The term mentoring is defined as the act of helping, advising and teaching a less experienced person, who is usually younger in age. Essentially, you are sharing your knowledge and experience with someone who will benefit from it. Whether formal or informal, mentoring requires giving your time in addition to your skills and expertise.
Though the original meaning refers to a voluntary relationship, nowadays, there are a lot of paid mentorships –some at significantly high costs. This usually involves some kind of business training and education.
Training or mentoring? The difference between training and mentoring is that the training process is clearly defined, and there is an expected outcome. Mentoring is a more long-term process where the focus is not on abstract learning, but on your specific situation and any challenges you are facing. Here, two-way interaction is very important, and you are effectively utilising the mentor’s experience and wisdom in order to tackle your situation.
Business training and education are definitely important and have their place, especially if you don’t have the time or inclination for self-learning. But is it really mentoring? In my opinion, it definitely is not!

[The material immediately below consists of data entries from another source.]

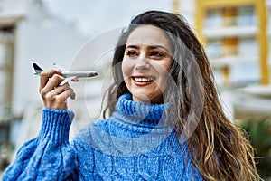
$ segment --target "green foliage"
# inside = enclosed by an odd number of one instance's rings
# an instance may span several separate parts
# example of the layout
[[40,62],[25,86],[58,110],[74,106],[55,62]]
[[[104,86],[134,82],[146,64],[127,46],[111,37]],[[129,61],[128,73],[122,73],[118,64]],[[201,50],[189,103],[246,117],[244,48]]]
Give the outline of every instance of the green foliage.
[[256,149],[257,170],[261,176],[271,176],[271,119],[248,119],[241,121],[240,128],[248,134]]

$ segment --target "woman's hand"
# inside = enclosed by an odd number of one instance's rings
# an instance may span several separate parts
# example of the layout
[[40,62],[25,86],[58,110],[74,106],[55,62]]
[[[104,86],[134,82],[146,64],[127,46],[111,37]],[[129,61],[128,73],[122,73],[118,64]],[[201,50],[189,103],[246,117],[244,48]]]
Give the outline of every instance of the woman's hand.
[[[67,99],[75,99],[75,93],[68,83],[59,86],[65,79],[60,71],[47,71],[41,73],[40,94],[46,108],[51,110],[67,110]],[[74,80],[78,81],[78,80]]]

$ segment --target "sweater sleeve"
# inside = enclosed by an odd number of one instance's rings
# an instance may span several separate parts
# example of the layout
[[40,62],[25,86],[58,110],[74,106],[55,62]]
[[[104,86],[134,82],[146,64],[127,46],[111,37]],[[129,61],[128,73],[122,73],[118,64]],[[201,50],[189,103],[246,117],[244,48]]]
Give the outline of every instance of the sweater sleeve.
[[77,153],[69,143],[73,117],[69,110],[44,109],[40,134],[21,147],[3,180],[76,180]]

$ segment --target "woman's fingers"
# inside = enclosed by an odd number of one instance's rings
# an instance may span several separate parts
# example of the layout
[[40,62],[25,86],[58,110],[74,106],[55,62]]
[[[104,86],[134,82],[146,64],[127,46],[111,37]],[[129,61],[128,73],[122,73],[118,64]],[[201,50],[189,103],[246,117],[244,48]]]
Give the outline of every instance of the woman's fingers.
[[60,71],[51,70],[47,71],[42,71],[40,76],[40,92],[44,88],[44,86],[47,84],[49,80],[54,75],[54,74],[61,74],[61,72]]
[[[61,71],[49,71],[41,75],[40,94],[44,106],[54,110],[66,110],[67,99],[75,99],[75,93],[68,83],[59,86],[65,79],[60,75]],[[74,80],[77,81],[77,80]]]
[[51,91],[56,87],[59,87],[59,84],[64,80],[61,75],[53,74],[50,81],[47,81],[46,85],[41,90],[41,94],[46,94],[49,91]]

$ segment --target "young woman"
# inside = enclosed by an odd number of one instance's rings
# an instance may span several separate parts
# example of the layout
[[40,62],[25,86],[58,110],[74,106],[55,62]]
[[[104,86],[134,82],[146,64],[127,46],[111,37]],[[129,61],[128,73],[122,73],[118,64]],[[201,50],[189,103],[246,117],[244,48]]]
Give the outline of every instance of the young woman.
[[[253,148],[219,101],[204,50],[185,20],[148,11],[124,30],[99,119],[69,143],[75,93],[41,75],[45,109],[4,180],[258,180]],[[106,116],[108,115],[108,118]]]

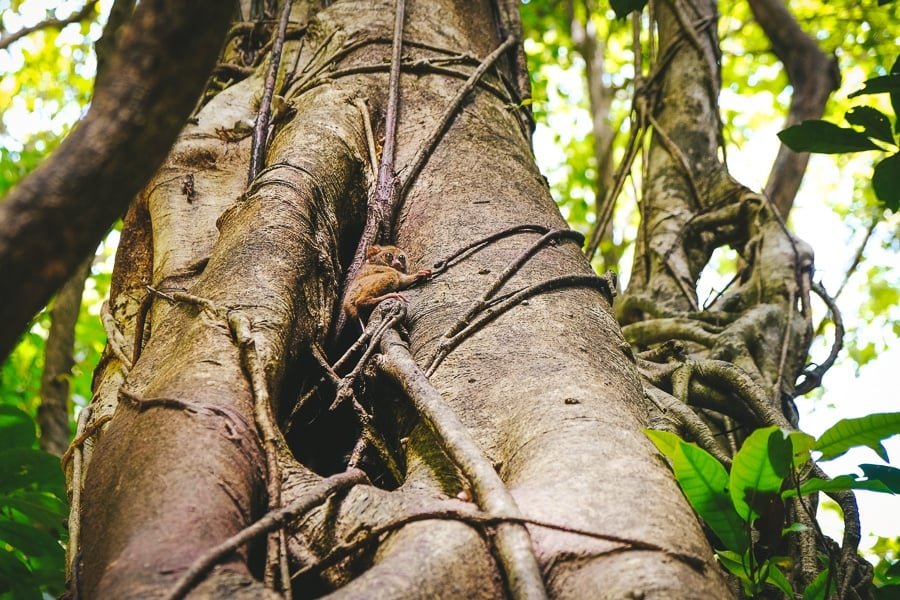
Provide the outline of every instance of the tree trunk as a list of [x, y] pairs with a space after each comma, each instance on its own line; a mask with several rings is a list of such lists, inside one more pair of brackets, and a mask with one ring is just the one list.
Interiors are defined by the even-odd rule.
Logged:
[[[656, 115], [648, 225], [620, 314], [638, 349], [665, 341], [665, 323], [651, 322], [644, 338], [636, 326], [696, 312], [693, 289], [712, 249], [739, 244], [750, 265], [741, 290], [761, 295], [723, 300], [743, 326], [727, 333], [759, 334], [781, 358], [768, 354], [761, 366], [750, 353], [699, 358], [747, 366], [779, 404], [805, 358], [805, 315], [790, 307], [801, 293], [795, 271], [809, 256], [759, 198], [737, 202], [718, 164], [709, 125], [714, 20], [687, 41], [665, 6], [663, 49], [680, 40], [697, 52], [678, 54], [671, 78], [659, 80], [671, 112]], [[267, 67], [256, 56], [268, 47], [253, 45], [259, 29], [250, 24], [233, 30], [219, 78], [258, 68], [202, 107], [125, 219], [110, 297], [122, 335], [110, 336], [97, 368], [81, 424], [87, 440], [70, 470], [79, 594], [162, 595], [211, 548], [288, 507], [282, 529], [211, 559], [218, 570], [195, 569], [205, 578], [197, 592], [259, 597], [263, 585], [290, 585], [300, 597], [730, 596], [699, 523], [641, 433], [659, 416], [645, 388], [672, 387], [658, 378], [661, 387], [650, 385], [646, 372], [642, 381], [609, 281], [593, 275], [580, 239], [556, 232], [566, 225], [535, 166], [527, 121], [512, 108], [521, 96], [514, 51], [478, 82], [422, 155], [421, 171], [413, 167], [441, 131], [449, 99], [510, 30], [498, 14], [487, 0], [406, 8], [396, 151], [404, 194], [391, 237], [408, 252], [410, 272], [434, 265], [436, 275], [403, 293], [416, 364], [396, 334], [370, 341], [383, 351], [380, 370], [339, 385], [335, 410], [335, 385], [318, 384], [325, 373], [316, 357], [322, 348], [331, 361], [340, 354], [329, 332], [375, 188], [370, 157], [383, 145], [394, 6], [294, 7], [265, 167], [249, 187], [249, 127]], [[685, 113], [696, 122], [679, 120]], [[666, 146], [666, 132], [690, 145]], [[704, 218], [721, 223], [713, 209], [726, 208], [746, 220], [684, 239]], [[438, 266], [470, 244], [446, 270]], [[352, 471], [328, 478], [348, 455], [371, 482]]]

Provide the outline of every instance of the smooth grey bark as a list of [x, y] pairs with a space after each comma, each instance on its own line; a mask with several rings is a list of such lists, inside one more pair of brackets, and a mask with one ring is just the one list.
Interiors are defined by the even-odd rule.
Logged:
[[[490, 2], [407, 7], [405, 56], [419, 70], [401, 77], [401, 177], [473, 68], [464, 55], [483, 57], [499, 45], [494, 14]], [[267, 477], [270, 486], [280, 481], [282, 504], [321, 481], [289, 445], [319, 460], [328, 446], [310, 448], [313, 429], [304, 423], [284, 441], [271, 436], [266, 409], [271, 398], [274, 414], [284, 417], [297, 398], [292, 382], [320, 375], [310, 345], [327, 337], [374, 183], [354, 100], [365, 99], [377, 130], [392, 21], [392, 2], [295, 7], [291, 22], [306, 36], [286, 45], [285, 69], [298, 68], [281, 89], [285, 106], [251, 187], [244, 189], [250, 153], [242, 132], [255, 117], [261, 72], [200, 111], [132, 205], [110, 309], [123, 337], [137, 343], [134, 352], [109, 347], [98, 368], [90, 419], [102, 433], [98, 427], [86, 445], [86, 479], [73, 482], [84, 486], [83, 503], [73, 507], [83, 541], [70, 549], [80, 552], [84, 597], [159, 595], [208, 548], [266, 510]], [[446, 62], [429, 59], [448, 56], [458, 73], [428, 68]], [[490, 74], [412, 183], [396, 224], [411, 269], [513, 225], [565, 227], [527, 130], [510, 110], [512, 97]], [[536, 237], [498, 241], [404, 292], [405, 327], [422, 367]], [[559, 241], [529, 260], [503, 292], [591, 272], [577, 244]], [[158, 293], [148, 295], [147, 284]], [[565, 288], [489, 323], [430, 380], [525, 517], [556, 526], [528, 526], [551, 596], [726, 597], [699, 524], [640, 432], [646, 407], [623, 348], [603, 295]], [[133, 365], [123, 360], [129, 356]], [[391, 423], [387, 429], [402, 437], [394, 450], [406, 464], [405, 479], [393, 490], [355, 486], [289, 524], [290, 569], [305, 573], [294, 592], [501, 597], [508, 574], [492, 556], [491, 536], [446, 512], [471, 510], [455, 499], [467, 482], [407, 400], [375, 381], [367, 388], [380, 418]], [[340, 423], [319, 418], [319, 427]], [[422, 516], [429, 511], [433, 518]], [[343, 560], [310, 570], [336, 548], [352, 546], [360, 532], [386, 524]], [[255, 547], [230, 555], [197, 594], [221, 594], [218, 584], [262, 593], [250, 582], [261, 577], [263, 553]]]
[[190, 113], [229, 21], [218, 2], [190, 7], [141, 4], [111, 58], [116, 76], [59, 150], [0, 203], [0, 273], [17, 290], [0, 303], [0, 357], [122, 215]]

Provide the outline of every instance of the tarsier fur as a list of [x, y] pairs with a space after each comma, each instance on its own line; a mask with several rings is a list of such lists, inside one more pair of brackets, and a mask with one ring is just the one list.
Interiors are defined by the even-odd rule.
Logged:
[[406, 274], [406, 253], [396, 246], [371, 245], [366, 250], [366, 262], [359, 269], [347, 288], [344, 311], [347, 317], [359, 319], [382, 300], [397, 298], [415, 283], [431, 276], [430, 269], [422, 269], [413, 275]]

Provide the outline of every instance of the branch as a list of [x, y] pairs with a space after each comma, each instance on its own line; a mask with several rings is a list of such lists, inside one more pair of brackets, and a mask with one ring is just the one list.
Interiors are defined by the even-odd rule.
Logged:
[[[497, 475], [491, 461], [453, 409], [441, 398], [440, 392], [431, 385], [395, 330], [385, 332], [381, 350], [381, 370], [400, 386], [415, 405], [444, 452], [469, 480], [479, 506], [490, 513], [521, 518], [516, 501]], [[496, 550], [512, 598], [547, 597], [531, 536], [523, 525], [499, 525]]]
[[59, 149], [0, 203], [0, 359], [162, 163], [228, 29], [220, 2], [146, 0]]
[[253, 128], [253, 145], [250, 149], [250, 170], [247, 173], [247, 185], [253, 183], [256, 175], [262, 169], [266, 159], [266, 142], [269, 137], [269, 118], [272, 114], [272, 96], [275, 94], [275, 80], [278, 79], [278, 68], [281, 65], [281, 49], [284, 47], [284, 35], [287, 32], [288, 18], [291, 16], [291, 4], [293, 0], [285, 0], [284, 9], [281, 12], [281, 20], [278, 22], [278, 34], [272, 46], [272, 55], [269, 60], [269, 69], [266, 72], [266, 84], [263, 95], [259, 101], [259, 114], [256, 116], [256, 125]]
[[[784, 126], [818, 119], [828, 96], [841, 82], [836, 59], [825, 55], [806, 35], [783, 0], [750, 0], [750, 10], [772, 42], [772, 52], [784, 65], [794, 89]], [[794, 203], [808, 162], [809, 153], [779, 146], [765, 193], [782, 216], [787, 216]]]
[[357, 469], [350, 469], [323, 479], [309, 493], [304, 494], [303, 497], [291, 502], [284, 508], [268, 513], [256, 523], [242, 529], [195, 560], [187, 572], [172, 587], [172, 590], [166, 597], [167, 600], [183, 598], [219, 560], [252, 541], [257, 536], [282, 527], [288, 520], [305, 514], [314, 506], [328, 500], [333, 494], [365, 481], [366, 474]]
[[46, 21], [41, 21], [40, 23], [32, 25], [31, 27], [23, 27], [18, 31], [14, 31], [8, 35], [0, 37], [0, 50], [8, 48], [14, 42], [19, 41], [26, 35], [31, 35], [35, 31], [40, 31], [42, 29], [62, 29], [66, 25], [71, 25], [72, 23], [83, 21], [87, 19], [92, 12], [94, 12], [94, 6], [97, 5], [97, 2], [98, 0], [88, 0], [87, 4], [85, 4], [81, 8], [81, 10], [69, 15], [65, 19], [47, 19]]
[[424, 167], [425, 163], [428, 162], [428, 159], [431, 157], [431, 153], [434, 152], [434, 149], [438, 145], [438, 142], [441, 141], [444, 133], [446, 133], [447, 129], [450, 127], [450, 122], [453, 121], [453, 118], [459, 112], [463, 100], [465, 100], [466, 96], [468, 96], [472, 92], [472, 90], [475, 89], [475, 86], [478, 85], [478, 82], [482, 77], [484, 77], [484, 74], [487, 73], [488, 69], [490, 69], [495, 62], [497, 62], [497, 59], [500, 58], [503, 53], [510, 49], [515, 43], [516, 38], [513, 36], [509, 36], [503, 41], [503, 43], [497, 46], [497, 48], [493, 52], [484, 57], [484, 60], [481, 61], [480, 65], [478, 65], [478, 68], [472, 72], [472, 75], [469, 76], [469, 78], [466, 80], [466, 83], [463, 84], [463, 86], [456, 93], [456, 96], [454, 96], [453, 100], [451, 100], [447, 105], [446, 110], [444, 110], [444, 114], [441, 115], [441, 119], [438, 122], [437, 127], [435, 127], [434, 131], [431, 133], [431, 136], [428, 138], [428, 141], [426, 141], [416, 153], [416, 156], [412, 161], [412, 165], [410, 166], [409, 174], [406, 176], [406, 179], [400, 186], [400, 191], [390, 211], [392, 229], [396, 228], [397, 226], [397, 220], [400, 216], [400, 210], [403, 208], [403, 200], [406, 198], [406, 194], [409, 192], [409, 188], [412, 187], [413, 183], [415, 183], [416, 178], [422, 171], [422, 167]]

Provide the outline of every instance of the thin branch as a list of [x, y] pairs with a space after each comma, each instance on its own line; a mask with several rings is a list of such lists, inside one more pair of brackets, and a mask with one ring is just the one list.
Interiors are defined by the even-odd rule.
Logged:
[[[63, 454], [64, 459], [67, 455], [74, 455], [75, 457], [75, 460], [72, 462], [72, 502], [68, 520], [69, 544], [66, 548], [66, 573], [72, 578], [71, 589], [73, 590], [79, 589], [77, 561], [81, 544], [81, 491], [84, 486], [84, 453], [81, 449], [81, 444], [87, 439], [84, 435], [88, 421], [91, 419], [92, 410], [90, 404], [81, 409], [81, 413], [78, 415], [78, 424], [75, 426], [75, 440], [78, 443], [76, 444], [73, 441], [66, 454]], [[66, 463], [64, 460], [61, 461], [61, 465], [63, 471], [65, 471]]]
[[541, 519], [532, 519], [529, 517], [511, 517], [511, 516], [502, 516], [496, 514], [488, 514], [484, 512], [473, 512], [468, 510], [460, 510], [451, 507], [441, 507], [431, 510], [423, 510], [419, 512], [414, 512], [407, 515], [402, 515], [400, 517], [396, 517], [391, 519], [386, 523], [382, 523], [380, 525], [374, 526], [370, 529], [367, 529], [363, 532], [360, 532], [356, 538], [349, 540], [347, 542], [342, 542], [339, 544], [335, 544], [331, 547], [328, 554], [325, 555], [324, 558], [319, 560], [318, 562], [307, 565], [302, 569], [298, 570], [294, 573], [293, 578], [296, 579], [303, 575], [307, 575], [308, 573], [314, 571], [321, 571], [346, 556], [353, 554], [355, 551], [360, 548], [365, 548], [371, 545], [374, 540], [378, 540], [386, 533], [390, 533], [400, 527], [405, 525], [409, 525], [410, 523], [417, 523], [421, 521], [430, 521], [430, 520], [443, 520], [443, 521], [460, 521], [462, 523], [466, 523], [472, 526], [479, 527], [493, 527], [502, 523], [520, 523], [522, 525], [532, 525], [535, 527], [543, 527], [546, 529], [552, 529], [554, 531], [562, 531], [565, 533], [572, 533], [575, 535], [583, 535], [586, 537], [590, 537], [592, 539], [604, 540], [607, 542], [613, 542], [617, 544], [621, 544], [619, 548], [615, 548], [610, 550], [604, 554], [612, 554], [615, 552], [621, 552], [625, 550], [644, 550], [650, 552], [661, 552], [667, 556], [671, 556], [677, 560], [680, 560], [691, 568], [698, 572], [703, 572], [706, 569], [706, 561], [700, 557], [693, 554], [686, 554], [683, 552], [678, 552], [675, 550], [669, 550], [663, 548], [662, 546], [658, 546], [652, 542], [644, 542], [641, 540], [633, 540], [629, 538], [624, 538], [621, 536], [617, 536], [614, 534], [606, 534], [600, 533], [597, 531], [591, 531], [588, 529], [582, 529], [580, 527], [570, 527], [567, 525], [560, 525], [557, 523], [552, 523], [550, 521], [544, 521]]
[[259, 101], [259, 113], [256, 115], [256, 125], [253, 128], [253, 145], [250, 150], [250, 169], [247, 173], [247, 185], [253, 183], [256, 175], [262, 169], [266, 160], [266, 146], [269, 137], [269, 119], [272, 115], [272, 96], [275, 94], [275, 81], [278, 79], [278, 69], [281, 66], [281, 50], [284, 47], [284, 36], [287, 33], [287, 23], [291, 16], [293, 0], [285, 0], [281, 11], [281, 20], [278, 22], [278, 34], [272, 46], [272, 55], [269, 59], [269, 69], [266, 72], [266, 83], [263, 95]]
[[367, 481], [366, 474], [357, 469], [349, 469], [323, 479], [301, 498], [283, 508], [269, 512], [256, 523], [242, 529], [195, 560], [169, 591], [169, 595], [166, 596], [167, 600], [179, 600], [186, 596], [216, 563], [254, 538], [283, 527], [290, 519], [307, 513], [332, 495], [365, 481]]
[[438, 142], [444, 136], [444, 133], [450, 126], [450, 122], [453, 121], [454, 117], [459, 112], [463, 100], [465, 100], [466, 96], [468, 96], [469, 93], [471, 93], [472, 90], [475, 89], [478, 81], [484, 76], [485, 73], [487, 73], [488, 69], [490, 69], [494, 65], [497, 59], [500, 58], [503, 53], [511, 48], [515, 43], [516, 38], [514, 36], [509, 36], [493, 52], [488, 54], [484, 58], [484, 60], [481, 61], [481, 64], [478, 65], [478, 68], [475, 69], [469, 79], [466, 80], [466, 83], [463, 84], [463, 86], [459, 89], [453, 100], [451, 100], [447, 105], [447, 108], [444, 110], [444, 114], [441, 115], [441, 118], [437, 126], [434, 128], [434, 131], [431, 133], [431, 136], [416, 153], [415, 158], [413, 158], [406, 179], [400, 186], [400, 191], [398, 193], [394, 206], [391, 207], [390, 211], [392, 229], [397, 227], [397, 220], [400, 216], [400, 211], [403, 208], [403, 202], [406, 198], [406, 194], [409, 193], [409, 189], [412, 184], [415, 183], [416, 178], [419, 176], [419, 173], [422, 170], [422, 167], [424, 167], [425, 163], [428, 162], [428, 159], [431, 157], [432, 152], [434, 152], [434, 149], [437, 146]]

A mentor is a person who helps you through guidance and advice, strictly due to the goodness of his/her heart, as a part of philanthropic giving back to the community –not because he/she is being paid for it. Mentoring should come from a volunteering spirit; it should not be attached to a monetary fee.
Here is my case against paid mentoring:
- It shifts the focus from giving: Paid mentors usually do not have the same commitment to the mentee (or protégé) as someone who is in it strictly to help people. The focus is shifted from a giving relationship to watching the clock and fulfilling the terms of the agreement.
- It affects the long-term relationship: The relationship between a mentor and the mentee should ideally be long-term. One has to know a person really well to be of help to him. In fact, some mentoring relationships end up in life long friendships. Having a paid relationship can affect this. What happens if the mentee only has enough finances for a few short sessions? What happens if the mentee decides after a single session that he is not getting good value for his money?
- It makes mentoring a “task” or a “job”: The minute you are charging a fee for a service, it becomes a task or a job. This can even attract the wrong sort of person – someone who is only interested in getting paid; someone who will try to get away with minimal investment of time and effort. Mentoring is not easy – it requires time, patience and a good sense of humour. A person who does not have these qualities can find it difficult to deal with the situation.
A priceless relationship
The basic idea of mentoring is to make the mentee realise that he/she is not alone in this, that someone else has made the same journey and come out successful. Keeping someone from repeating one’s own mistakes, helping them avoid similar pitfalls is priceless. Now how can you really put a price on that?
For those of you out there who are pitching your education and training as ‘mentoring’ – shame on you. For those of you looking for a mentor, be careful of paying for services that don’t really fulfil the full scope of what a mentor would. Ultimately a mentor is someone who should support you for many years, find someone who has that kind of dedication and is willing to do it because they are invested in your success, not having you invest in their financial success.